Interacts with RIPOR2; this interaction occurs during early myogenic differentiation and prevents HDAC6 to deacetylate tubulin (PubMed:24687993). Interacts with AURKA; AURKA-mediated phosphorylation of HDAC6 promotes deacetylation of alpha-tubulin (PubMed:17604723). Interacts with DYSF; this interaction occurs during early myogenic differentiation (PubMed:24687993).

Interacts with TPPP; inhibiting the tubulin deacetylase activity of HDAC6 (PubMed:20308065, PubMed:23093407). Interacts with DYNLL1 (PubMed:31505170).

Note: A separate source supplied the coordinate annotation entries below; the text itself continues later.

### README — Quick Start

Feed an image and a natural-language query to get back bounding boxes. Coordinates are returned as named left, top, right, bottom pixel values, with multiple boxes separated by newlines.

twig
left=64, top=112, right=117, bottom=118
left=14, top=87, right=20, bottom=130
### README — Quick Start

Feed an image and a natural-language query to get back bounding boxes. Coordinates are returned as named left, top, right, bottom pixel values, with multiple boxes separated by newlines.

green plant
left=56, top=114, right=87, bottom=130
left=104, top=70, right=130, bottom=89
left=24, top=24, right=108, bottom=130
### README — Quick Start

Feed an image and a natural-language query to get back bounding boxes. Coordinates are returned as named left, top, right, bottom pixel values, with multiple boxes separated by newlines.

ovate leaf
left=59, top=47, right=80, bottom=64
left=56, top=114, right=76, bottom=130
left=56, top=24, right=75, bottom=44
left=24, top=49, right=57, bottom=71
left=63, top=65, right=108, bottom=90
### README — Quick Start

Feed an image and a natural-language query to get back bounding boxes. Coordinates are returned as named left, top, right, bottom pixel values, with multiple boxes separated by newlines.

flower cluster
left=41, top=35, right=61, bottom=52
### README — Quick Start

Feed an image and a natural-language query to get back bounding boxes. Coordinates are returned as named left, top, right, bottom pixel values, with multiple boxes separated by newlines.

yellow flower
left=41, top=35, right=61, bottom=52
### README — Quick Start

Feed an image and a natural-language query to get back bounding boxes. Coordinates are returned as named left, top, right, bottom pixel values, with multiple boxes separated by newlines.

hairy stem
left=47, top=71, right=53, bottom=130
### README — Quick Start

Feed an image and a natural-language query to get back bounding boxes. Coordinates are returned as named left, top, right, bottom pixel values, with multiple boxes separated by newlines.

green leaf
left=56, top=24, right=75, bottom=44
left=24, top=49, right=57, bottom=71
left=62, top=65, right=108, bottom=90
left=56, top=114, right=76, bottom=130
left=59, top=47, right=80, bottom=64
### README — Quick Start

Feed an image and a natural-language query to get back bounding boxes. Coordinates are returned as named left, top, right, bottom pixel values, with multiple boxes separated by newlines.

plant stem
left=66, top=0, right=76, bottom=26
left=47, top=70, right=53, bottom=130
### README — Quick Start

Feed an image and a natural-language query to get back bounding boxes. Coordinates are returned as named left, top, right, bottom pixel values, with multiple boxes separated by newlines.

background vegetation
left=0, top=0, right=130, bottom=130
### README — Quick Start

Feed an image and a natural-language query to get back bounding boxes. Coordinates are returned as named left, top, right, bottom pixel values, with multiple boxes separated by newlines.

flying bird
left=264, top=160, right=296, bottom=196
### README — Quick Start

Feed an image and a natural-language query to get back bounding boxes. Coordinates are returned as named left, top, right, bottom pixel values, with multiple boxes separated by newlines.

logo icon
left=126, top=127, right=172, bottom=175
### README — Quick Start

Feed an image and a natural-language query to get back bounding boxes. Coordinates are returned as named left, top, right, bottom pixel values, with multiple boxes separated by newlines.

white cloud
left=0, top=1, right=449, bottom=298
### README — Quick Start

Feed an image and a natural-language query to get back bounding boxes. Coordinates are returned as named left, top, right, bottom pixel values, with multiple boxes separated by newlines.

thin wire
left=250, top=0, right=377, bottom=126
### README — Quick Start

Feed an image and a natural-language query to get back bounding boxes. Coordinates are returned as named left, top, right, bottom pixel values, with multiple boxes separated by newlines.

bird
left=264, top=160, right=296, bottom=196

Interacts with ATP13A2; the interaction results in recruitment of HDAC6 to lysosomes to promote CTTN deacetylation (PubMed:30538141).

Interacts with CCDC141 (via the N-terminal region); inhibiting the deacetylase activity of HDAC6 (By similarity). Interacts with IPO7; the interaction facilitates HDAC6 nuclear translocation in dental papilla cells (By similarity)

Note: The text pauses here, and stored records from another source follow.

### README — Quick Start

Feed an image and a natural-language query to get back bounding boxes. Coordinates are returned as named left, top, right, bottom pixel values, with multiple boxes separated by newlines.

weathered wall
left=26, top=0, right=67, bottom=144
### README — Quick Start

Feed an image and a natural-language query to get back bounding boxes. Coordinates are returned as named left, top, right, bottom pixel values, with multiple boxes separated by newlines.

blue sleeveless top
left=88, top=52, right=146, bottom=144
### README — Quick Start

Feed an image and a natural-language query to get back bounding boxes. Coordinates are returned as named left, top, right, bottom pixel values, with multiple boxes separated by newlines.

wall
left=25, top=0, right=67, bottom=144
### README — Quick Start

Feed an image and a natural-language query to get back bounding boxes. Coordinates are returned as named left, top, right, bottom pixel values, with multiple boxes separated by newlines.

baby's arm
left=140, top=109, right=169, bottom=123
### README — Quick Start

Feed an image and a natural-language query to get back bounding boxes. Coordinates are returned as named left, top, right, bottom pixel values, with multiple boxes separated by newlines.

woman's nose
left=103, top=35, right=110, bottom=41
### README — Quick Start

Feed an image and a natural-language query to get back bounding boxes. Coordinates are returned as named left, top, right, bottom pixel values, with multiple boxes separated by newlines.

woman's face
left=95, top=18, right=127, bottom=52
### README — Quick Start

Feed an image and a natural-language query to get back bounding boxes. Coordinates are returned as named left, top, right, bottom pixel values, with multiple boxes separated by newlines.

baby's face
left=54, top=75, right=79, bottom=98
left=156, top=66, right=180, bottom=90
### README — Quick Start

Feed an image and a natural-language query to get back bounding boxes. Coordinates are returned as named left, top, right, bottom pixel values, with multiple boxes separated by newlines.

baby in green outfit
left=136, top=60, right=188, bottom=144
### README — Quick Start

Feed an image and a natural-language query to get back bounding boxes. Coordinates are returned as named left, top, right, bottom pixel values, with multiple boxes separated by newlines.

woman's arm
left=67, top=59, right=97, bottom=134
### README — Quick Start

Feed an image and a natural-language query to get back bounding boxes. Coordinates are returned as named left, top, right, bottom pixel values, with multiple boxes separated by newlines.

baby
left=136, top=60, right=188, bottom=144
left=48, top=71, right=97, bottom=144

(Microbial infection) Interacts with G3BP1; the interaction increases during SARS-CoV-2 infection, promoting the association of G3BP1 with the viral N protein which disrupts stress granule formation and facilitates viral replication

Histone deacetylase domain 1 mediates the E3 ubiquitin-protein ligase activity

The primate-specific SE14 repeat region contains seven SE14 repeats with the consensus sequence X-L-X-Q-T-X-S-E-X-A-X-G-G-A and mediates binding to valine

• Chondrodysplasia with platyspondyly, distinctive brachydactyly, hydrocephaly, and microphthalmia (CDP-PBHM)

  A disease characterized by chondrodysplasia, severe platyspondyly, hydrocephaly, and facial features with microphthalmia. Bone abnormalities include a distinctive metaphyseal cupping of the metacarpals, metatarsals, and phalanges. Affected females show a milder phenotype with small stature, sometimes associated with body asymmetry and mild intellectual disability.